In the images to the left, you will see a two furnaces. You can easily see the design differences.
The application for a utility patent must be filed within one year of its invention’s first public use or sale to receive a patent. A design patent will expire 15 years from the date on which the USPTO first received its design. However, a utility patent can expire 20 years from its filing date if three maintenance fees are not paid on time.
Because design applications are often viewed as more specialized and technical, they may have a higher likelihood of initial rejection.
Design and utility patents may be obtained on an article if the invention resides both in its utility and ornamental appearance. A utility patent would protect the way an article is used and works. A design patent would protect the way an article looks. For example, both types of patents may be used to protect a new design for an automobile body. A design patent would protect the ornamental appearance of the body. In contrast, a utility patent would protect its functional aspects of it, such as its fuel efficiency.

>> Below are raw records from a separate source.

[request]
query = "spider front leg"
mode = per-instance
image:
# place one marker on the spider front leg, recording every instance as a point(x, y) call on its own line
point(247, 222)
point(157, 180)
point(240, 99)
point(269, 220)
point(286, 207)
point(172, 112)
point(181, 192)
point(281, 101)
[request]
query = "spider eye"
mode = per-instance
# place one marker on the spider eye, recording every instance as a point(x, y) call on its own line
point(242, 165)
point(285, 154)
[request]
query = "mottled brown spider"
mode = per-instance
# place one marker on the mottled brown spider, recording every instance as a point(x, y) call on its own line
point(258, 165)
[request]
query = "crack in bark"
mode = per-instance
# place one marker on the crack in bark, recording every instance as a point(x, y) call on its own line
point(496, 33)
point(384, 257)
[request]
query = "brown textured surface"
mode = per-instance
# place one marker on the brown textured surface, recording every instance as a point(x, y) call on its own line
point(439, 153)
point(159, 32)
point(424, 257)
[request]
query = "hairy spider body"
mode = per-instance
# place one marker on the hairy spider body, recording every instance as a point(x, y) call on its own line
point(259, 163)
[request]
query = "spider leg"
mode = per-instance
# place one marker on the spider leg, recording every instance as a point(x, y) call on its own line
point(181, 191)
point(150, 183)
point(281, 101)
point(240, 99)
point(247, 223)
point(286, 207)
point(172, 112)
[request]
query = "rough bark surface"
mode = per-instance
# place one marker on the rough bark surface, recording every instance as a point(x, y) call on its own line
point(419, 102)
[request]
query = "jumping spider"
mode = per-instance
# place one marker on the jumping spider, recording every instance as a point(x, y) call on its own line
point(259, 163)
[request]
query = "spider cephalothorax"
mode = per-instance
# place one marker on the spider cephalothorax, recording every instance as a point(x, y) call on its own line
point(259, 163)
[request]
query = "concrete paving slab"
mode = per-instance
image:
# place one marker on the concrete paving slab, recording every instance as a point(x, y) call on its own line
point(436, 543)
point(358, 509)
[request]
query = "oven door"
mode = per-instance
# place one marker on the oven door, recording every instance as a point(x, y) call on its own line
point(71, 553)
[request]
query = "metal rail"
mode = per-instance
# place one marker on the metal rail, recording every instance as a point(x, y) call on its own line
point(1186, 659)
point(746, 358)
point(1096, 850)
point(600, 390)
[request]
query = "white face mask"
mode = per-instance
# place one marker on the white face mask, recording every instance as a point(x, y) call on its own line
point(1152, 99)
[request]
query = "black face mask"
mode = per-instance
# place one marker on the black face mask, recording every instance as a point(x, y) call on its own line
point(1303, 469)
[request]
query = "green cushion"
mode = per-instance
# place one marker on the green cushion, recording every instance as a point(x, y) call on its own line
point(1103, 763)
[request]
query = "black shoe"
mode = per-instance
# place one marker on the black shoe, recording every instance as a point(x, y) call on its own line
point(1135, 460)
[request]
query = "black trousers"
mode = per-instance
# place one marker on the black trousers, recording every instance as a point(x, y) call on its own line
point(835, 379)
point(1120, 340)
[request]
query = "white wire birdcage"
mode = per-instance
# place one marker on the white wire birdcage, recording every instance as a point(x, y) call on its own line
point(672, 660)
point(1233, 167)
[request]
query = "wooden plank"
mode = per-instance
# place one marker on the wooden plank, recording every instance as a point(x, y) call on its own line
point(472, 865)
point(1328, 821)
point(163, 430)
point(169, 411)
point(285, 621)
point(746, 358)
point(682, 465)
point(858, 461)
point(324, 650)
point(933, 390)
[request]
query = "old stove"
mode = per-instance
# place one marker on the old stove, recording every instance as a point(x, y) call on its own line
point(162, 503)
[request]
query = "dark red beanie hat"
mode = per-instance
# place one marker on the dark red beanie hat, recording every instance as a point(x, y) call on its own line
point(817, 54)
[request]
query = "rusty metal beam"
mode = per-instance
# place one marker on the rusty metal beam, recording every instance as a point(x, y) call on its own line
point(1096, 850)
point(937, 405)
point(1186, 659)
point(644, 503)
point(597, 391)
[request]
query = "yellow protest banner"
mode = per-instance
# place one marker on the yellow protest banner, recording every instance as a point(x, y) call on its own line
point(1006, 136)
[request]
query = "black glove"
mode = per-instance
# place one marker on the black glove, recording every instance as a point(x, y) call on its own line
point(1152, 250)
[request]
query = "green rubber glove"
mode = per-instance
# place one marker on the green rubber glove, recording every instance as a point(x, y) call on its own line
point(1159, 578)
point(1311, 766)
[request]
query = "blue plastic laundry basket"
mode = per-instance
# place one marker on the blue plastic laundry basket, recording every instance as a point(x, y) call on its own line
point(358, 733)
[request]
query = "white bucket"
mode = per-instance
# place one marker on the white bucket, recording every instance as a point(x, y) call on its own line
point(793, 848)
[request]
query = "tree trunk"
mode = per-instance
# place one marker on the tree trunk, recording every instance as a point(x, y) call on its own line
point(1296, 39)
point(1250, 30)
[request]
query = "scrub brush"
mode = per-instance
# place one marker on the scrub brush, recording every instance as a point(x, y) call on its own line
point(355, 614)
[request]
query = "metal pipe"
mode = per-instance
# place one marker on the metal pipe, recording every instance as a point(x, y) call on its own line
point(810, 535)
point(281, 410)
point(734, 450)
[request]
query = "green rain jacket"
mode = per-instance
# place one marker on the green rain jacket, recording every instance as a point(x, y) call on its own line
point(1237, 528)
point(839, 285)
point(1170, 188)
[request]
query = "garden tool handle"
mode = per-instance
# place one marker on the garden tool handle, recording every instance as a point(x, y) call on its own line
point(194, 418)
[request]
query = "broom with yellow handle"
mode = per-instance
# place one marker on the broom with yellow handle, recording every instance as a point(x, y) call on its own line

Drafting a patent application is complicated. A good one can be more than a hundred pages long and involve some of the most high-level legal languages.
Patents are misunderstood. Too many people think a patent gives you the right to practice your invention. It does not. You get the right to stop others from practicing it, but only if you protect the invention yourself or license it. Suppose you invent a better mousetrap but don’t manufacture mousetraps. In that case, you’re better off licensing than suing someone using your idea. So, patents are just a defensive measure for a startup with no products.
If you run a startup, patent law is a great enemy because it lets large companies block you from making new products. It’s easy to misinterpret patents: they’re not just a description of what someone invented. They’re an instruction manual for how to sue someone later.
Getting a patent is not as simple as telling an attorney your invention and having them put it into legal language. You have to ensure that you have a patentable idea. You should check patent databases to see if there are patents issued for similar ideas, and you need to figure out the best way to describe your invention would be.
When you have a new idea that’s never been done before, you may want to consider patenting your work so that no one else can copy it. Hiring an attorney can help you decide if getting a patent is right for you and what type of patent you need to protect your project.
The Intellectual Property Attorney you hire to represent you and your business is one of the most important decisions you will ever make.
These are the values that guide this firm:
Having a lawyer is often the difference between success and failure. A good intellectual property lawyer is priceless. Without one, you’re basically out in the cold on your own. I have seen so much go wrong for clients’ businesses and even personal finances apart from the company.